Myelin surrounding a nerve axon, TEM
Myelin surrounding a nerve axon, coloured transmission electron micrograph (TEM). The concentric round rings are the sheets of a Schwann cells myelin membrane (brown rings)

Nerve support cell, SEM
Nerve support cell. Coloured scanning electron micrograph (SEM) of an oligodendrocyte cell. This cell forms the myelin sheaths around nerve fibres in the central nervous system (brain and spinal cord)

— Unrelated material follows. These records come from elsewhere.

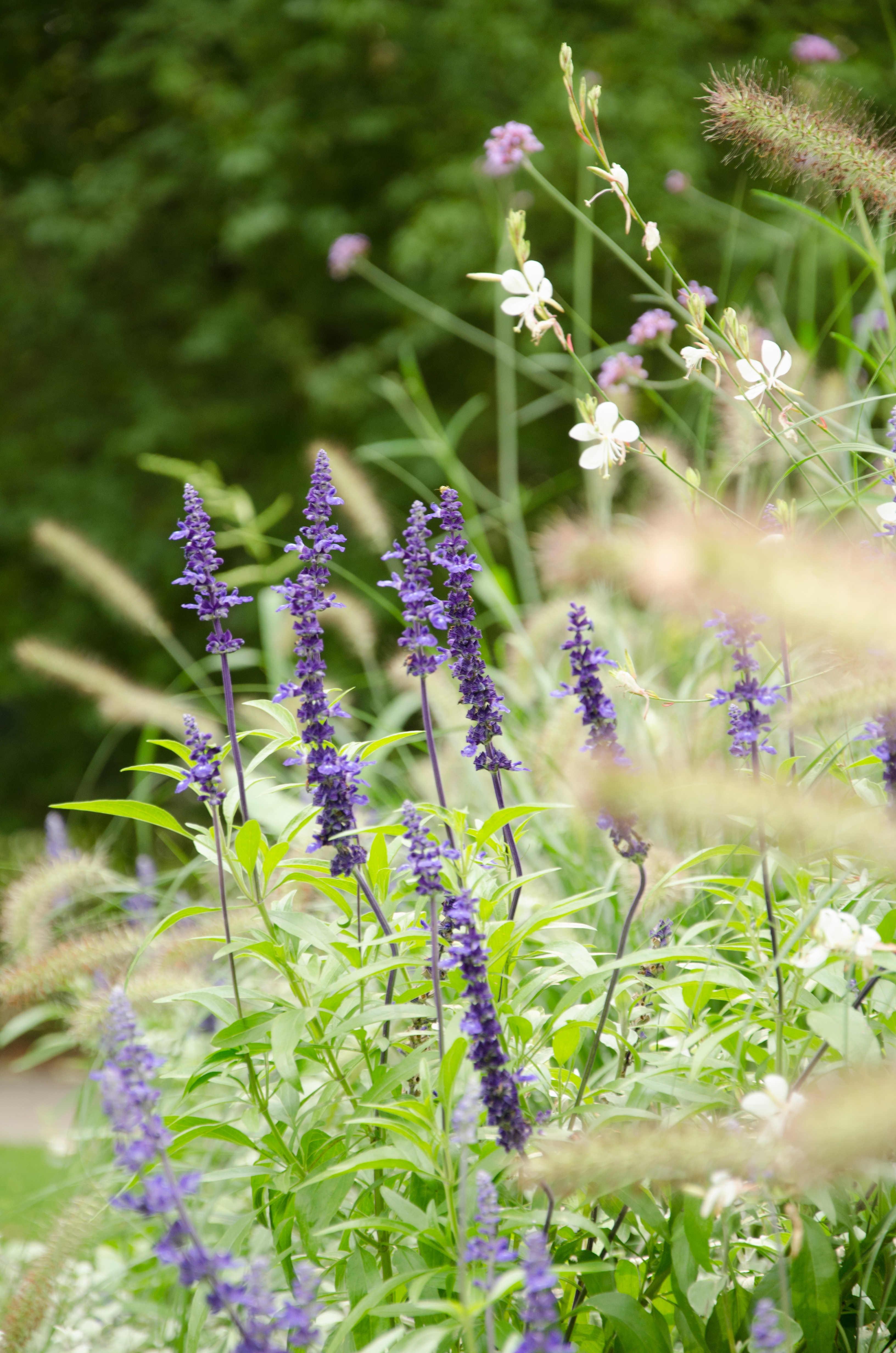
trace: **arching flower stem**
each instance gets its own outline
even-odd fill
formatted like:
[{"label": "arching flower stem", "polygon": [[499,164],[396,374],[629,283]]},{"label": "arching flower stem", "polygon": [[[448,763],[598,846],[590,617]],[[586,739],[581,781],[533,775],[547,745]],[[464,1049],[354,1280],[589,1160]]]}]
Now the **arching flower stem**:
[{"label": "arching flower stem", "polygon": [[[616,958],[620,959],[625,953],[625,946],[628,943],[628,932],[632,928],[632,921],[635,920],[635,913],[644,896],[644,889],[647,888],[647,874],[644,873],[644,863],[642,859],[635,859],[639,873],[637,892],[635,893],[635,901],[628,908],[628,916],[625,917],[625,924],[623,925],[623,934],[619,938],[619,944],[616,946]],[[619,982],[620,969],[613,969],[613,976],[610,977],[609,986],[606,988],[606,996],[604,997],[604,1009],[601,1011],[601,1019],[597,1028],[594,1030],[594,1038],[591,1039],[591,1047],[587,1054],[587,1062],[585,1063],[585,1070],[582,1072],[582,1080],[579,1081],[579,1092],[575,1096],[574,1108],[578,1108],[582,1103],[582,1096],[585,1095],[585,1086],[589,1082],[591,1072],[594,1070],[594,1061],[597,1058],[597,1049],[600,1047],[601,1034],[604,1032],[604,1026],[606,1024],[606,1017],[610,1012],[610,1003],[613,1000],[613,993],[616,992],[616,984]]]}]

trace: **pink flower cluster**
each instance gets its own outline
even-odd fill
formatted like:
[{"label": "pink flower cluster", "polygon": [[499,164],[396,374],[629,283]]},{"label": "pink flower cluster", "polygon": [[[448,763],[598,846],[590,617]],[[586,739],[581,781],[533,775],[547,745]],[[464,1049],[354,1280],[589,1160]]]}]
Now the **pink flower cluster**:
[{"label": "pink flower cluster", "polygon": [[326,256],[330,277],[348,277],[355,267],[355,260],[365,254],[369,246],[367,235],[340,235],[334,239]]},{"label": "pink flower cluster", "polygon": [[677,321],[673,319],[667,310],[646,310],[632,325],[628,341],[652,342],[654,338],[667,338],[673,329],[677,327]]},{"label": "pink flower cluster", "polygon": [[513,173],[522,162],[524,156],[532,156],[544,146],[525,122],[505,122],[502,127],[493,127],[491,135],[486,141],[485,172],[490,179],[502,179]]},{"label": "pink flower cluster", "polygon": [[842,61],[843,53],[827,38],[820,38],[817,32],[804,32],[790,46],[790,55],[804,65],[813,65],[816,61]]},{"label": "pink flower cluster", "polygon": [[601,390],[612,386],[627,386],[629,380],[647,380],[647,372],[640,357],[631,357],[627,352],[617,352],[601,363],[597,383]]},{"label": "pink flower cluster", "polygon": [[701,287],[698,281],[689,281],[686,287],[681,287],[675,296],[679,306],[688,304],[688,295],[702,296],[708,306],[715,306],[719,299],[712,287]]}]

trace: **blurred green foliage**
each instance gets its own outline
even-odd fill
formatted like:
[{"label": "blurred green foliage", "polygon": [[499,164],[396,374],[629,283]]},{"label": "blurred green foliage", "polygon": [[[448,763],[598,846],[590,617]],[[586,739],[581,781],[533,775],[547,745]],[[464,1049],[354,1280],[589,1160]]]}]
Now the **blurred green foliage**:
[{"label": "blurred green foliage", "polygon": [[[28,529],[42,515],[85,532],[129,567],[198,649],[196,628],[168,587],[177,567],[168,544],[176,484],[142,471],[141,453],[214,460],[265,506],[283,491],[300,497],[311,438],[352,445],[397,433],[372,377],[395,367],[409,344],[440,413],[491,388],[482,353],[357,279],[330,280],[326,249],[341,231],[363,230],[380,267],[490,327],[487,288],[476,291],[464,273],[491,265],[506,193],[531,185],[495,185],[475,160],[489,129],[517,118],[545,145],[539,168],[574,192],[562,41],[578,70],[601,78],[604,135],[643,210],[660,221],[685,276],[716,285],[724,221],[702,199],[663,189],[673,168],[721,200],[743,189],[739,170],[701,138],[697,100],[711,65],[788,64],[790,42],[808,27],[849,55],[832,77],[887,108],[887,4],[72,0],[53,8],[7,0],[4,652],[23,633],[41,633],[154,685],[176,675],[150,640],[122,629],[39,560]],[[621,239],[621,214],[608,211],[606,221]],[[568,218],[533,199],[529,222],[539,256],[568,291]],[[730,299],[743,299],[748,280],[735,271]],[[594,326],[610,341],[640,308],[629,287],[619,268],[598,264]],[[524,430],[529,483],[566,468],[558,461],[558,449],[567,451],[564,417]],[[489,413],[464,448],[493,483]],[[399,515],[403,490],[390,480],[382,491]],[[295,510],[277,532],[292,533]],[[236,553],[227,563],[244,560]],[[88,701],[49,689],[11,658],[0,681],[3,825],[11,829],[35,825],[49,801],[73,797],[102,725]],[[100,775],[107,789],[118,792],[114,767],[133,751],[129,733]]]}]

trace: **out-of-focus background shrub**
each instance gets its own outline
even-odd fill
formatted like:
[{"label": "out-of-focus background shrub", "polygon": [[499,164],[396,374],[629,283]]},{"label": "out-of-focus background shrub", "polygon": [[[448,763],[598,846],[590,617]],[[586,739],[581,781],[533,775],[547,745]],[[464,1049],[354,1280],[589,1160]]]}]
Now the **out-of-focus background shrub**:
[{"label": "out-of-focus background shrub", "polygon": [[[516,192],[539,256],[568,291],[568,218],[524,176],[495,184],[476,168],[490,127],[516,118],[545,145],[540,168],[575,192],[577,146],[556,65],[567,41],[577,69],[590,68],[604,85],[612,157],[662,222],[684,275],[743,304],[781,246],[759,227],[735,229],[725,207],[708,202],[770,219],[746,175],[704,142],[701,84],[711,66],[742,60],[799,70],[790,45],[809,30],[836,42],[845,60],[824,74],[803,70],[804,85],[854,85],[885,112],[893,99],[887,15],[857,0],[7,0],[0,827],[38,827],[47,802],[79,790],[118,793],[116,770],[135,752],[134,732],[122,731],[91,769],[107,725],[91,700],[18,664],[16,639],[104,655],[156,687],[177,674],[149,636],[61,578],[32,541],[38,520],[74,526],[120,560],[195,652],[195,626],[168,586],[179,486],[141,468],[141,457],[211,460],[260,507],[284,492],[295,503],[310,441],[351,448],[402,436],[376,377],[411,346],[445,417],[490,388],[485,354],[359,279],[332,280],[334,235],[367,233],[380,267],[490,327],[489,288],[464,273],[493,267],[498,222]],[[670,192],[670,170],[693,187]],[[602,223],[623,239],[621,212]],[[790,275],[801,285],[793,323],[811,346],[831,280],[815,262]],[[631,290],[621,269],[598,268],[593,322],[608,341],[624,338],[643,308]],[[849,331],[849,318],[838,325]],[[846,357],[832,344],[823,352],[831,365]],[[655,409],[652,417],[662,426]],[[529,486],[574,468],[567,422],[560,411],[522,429]],[[493,428],[483,410],[464,441],[487,484]],[[421,474],[432,479],[432,469]],[[384,475],[376,483],[398,521],[407,490]],[[578,491],[578,475],[558,480],[529,525]],[[273,532],[288,538],[295,513]],[[369,571],[374,556],[363,551],[349,547],[346,559]],[[249,560],[238,548],[227,556],[230,567]],[[241,676],[264,679],[257,668]]]}]

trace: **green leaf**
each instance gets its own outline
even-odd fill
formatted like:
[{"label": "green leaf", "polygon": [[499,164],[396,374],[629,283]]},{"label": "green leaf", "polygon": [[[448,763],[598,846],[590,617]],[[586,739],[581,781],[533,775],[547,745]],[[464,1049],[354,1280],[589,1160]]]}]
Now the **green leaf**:
[{"label": "green leaf", "polygon": [[816,211],[813,207],[807,207],[804,202],[794,202],[792,198],[782,198],[777,192],[766,192],[765,188],[754,188],[753,196],[765,198],[766,202],[774,202],[778,207],[788,207],[789,211],[796,211],[801,216],[808,216],[809,221],[813,221],[816,226],[822,227],[822,230],[827,230],[830,234],[836,235],[841,244],[849,245],[850,249],[854,249],[869,268],[874,267],[874,260],[868,250],[859,245],[858,239],[854,239],[853,235],[843,230],[842,226],[838,226],[835,221],[831,221],[830,216],[822,215],[822,212]]},{"label": "green leaf", "polygon": [[846,1001],[842,1005],[831,1001],[820,1011],[809,1011],[805,1023],[813,1034],[835,1047],[850,1066],[872,1066],[880,1062],[881,1050],[870,1024]]},{"label": "green leaf", "polygon": [[237,852],[237,859],[245,869],[246,874],[252,875],[259,858],[259,850],[261,848],[261,828],[254,817],[250,817],[248,823],[242,824],[237,832],[233,848]]},{"label": "green leaf", "polygon": [[50,804],[50,808],[68,808],[79,813],[108,813],[110,817],[133,817],[138,823],[152,823],[153,827],[165,827],[169,832],[187,836],[188,831],[180,825],[176,817],[166,813],[156,804],[143,804],[138,798],[91,798],[81,804]]},{"label": "green leaf", "polygon": [[573,1057],[579,1046],[579,1038],[582,1035],[581,1024],[564,1024],[562,1030],[554,1035],[551,1040],[551,1047],[554,1049],[554,1058],[563,1066],[564,1062]]},{"label": "green leaf", "polygon": [[590,1300],[609,1319],[623,1353],[669,1353],[670,1342],[663,1342],[655,1323],[633,1296],[600,1292]]},{"label": "green leaf", "polygon": [[158,936],[164,935],[166,930],[171,930],[172,925],[176,925],[177,921],[185,920],[188,916],[206,916],[208,915],[208,912],[217,912],[217,911],[218,911],[217,907],[181,907],[179,912],[172,912],[171,916],[164,916],[160,920],[158,925],[156,925],[156,928],[152,930],[149,935],[143,939],[142,944],[131,958],[130,966],[125,973],[125,990],[127,990],[127,984],[130,981],[131,973],[134,971],[138,962],[141,961],[141,958],[143,957],[143,954],[146,953],[146,950],[149,948],[149,946],[153,943],[154,939],[158,939]]},{"label": "green leaf", "polygon": [[566,806],[566,804],[517,804],[514,808],[498,808],[497,812],[486,817],[482,827],[471,835],[476,846],[482,846],[482,843],[487,842],[490,836],[494,836],[495,832],[501,831],[506,823],[512,823],[514,817],[525,817],[529,813],[544,813],[548,808]]},{"label": "green leaf", "polygon": [[841,1310],[836,1256],[827,1231],[803,1218],[803,1246],[790,1265],[793,1315],[812,1353],[831,1353]]}]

Coloured SEM of some nerve fibres
Nerve fibres. Coloured scanning electron micrograph (SEM) of some nerve fibres. A group of nerves such as this is known as a fasciculus

Ilustration of an oligodendrocyte

Nerve fibres, SEM
Myelinated nerve fibres, coloured scanning electron micrograph (SEM). The myelin sheath is grey, the axoplasm pink and the endoneurium (connective tissue) yellow

Nerve damage, artwork
Nerve damage, computer artwork. The protective covering of the nerve has been lost and the structure of the actual nerve itself (centre) has degraded

Severed nerve, artwork
Severed nerve, computer artwork. The protective covering of the nerve has been lost and the structure of the actual nerve itself (centre) has degraded

Brain cells in culture, light micrograph
Brain cells in culture. Fluorescent light micrograph of a microglial cell (upper left) and an oligodendrocyte (centre) from a human brain

All Professionally Made to Order for Quick Shipping

Myelination: Unveiling the Intricacies of Nerve Fibres In the microscopic realm, a fascinating process known as myelination takes place within our bodies. Through the lens of a transmission electron microscope (TEM), we can witness this intricate phenomenon unfold. The TEM captures stunning images showcasing myelination of nerve fibres in all its glory. These snapshots reveal the delicate and complex web formed by these specialized cells, known as oligodendrocytes. They meticulously wrap themselves around nerve axons, creating a protective sheath called myelin. As we delve deeper into this microscopic world, we stumble upon another captivating artwork depicting nerve damage and stem cells. It serves as a reminder that although myelin plays an essential role in maintaining proper neuronal function, it is not invincible to harm or degradation. Examining further TEM images, we encounter brain cells - the building blocks of our thoughts and actions. Each image showcases their unique structures and interconnectedness. The complexity becomes evident as countless brain cells intertwine with one another like an intricately woven tapestry. Amongst these brain cells lies an extraordinary network of nerves responsible for transmitting information throughout our body. The TEM reveals how myelin surrounds each nerve axon like a protective shield, ensuring efficient signal propagation from one cell to another. These glimpses into the world beneath our skin shed light on both the beauty and fragility of our nervous system's architecture. Myelination holds immense importance in preserving neural integrity while facilitating rapid communication between different regions of our body. Understanding this process allows us to appreciate how crucial it is for maintaining optimal cognitive function and motor skills. Moreover, it highlights potential avenues for research aimed at developing therapies that harness stem cells' regenerative power to repair damaged nerves. Through mesmerizing TEM imagery capturing myelination's wonders alongside breathtaking depictions of brain cells and nerve networks – we gain insight into the remarkable intricacies of our nervous system.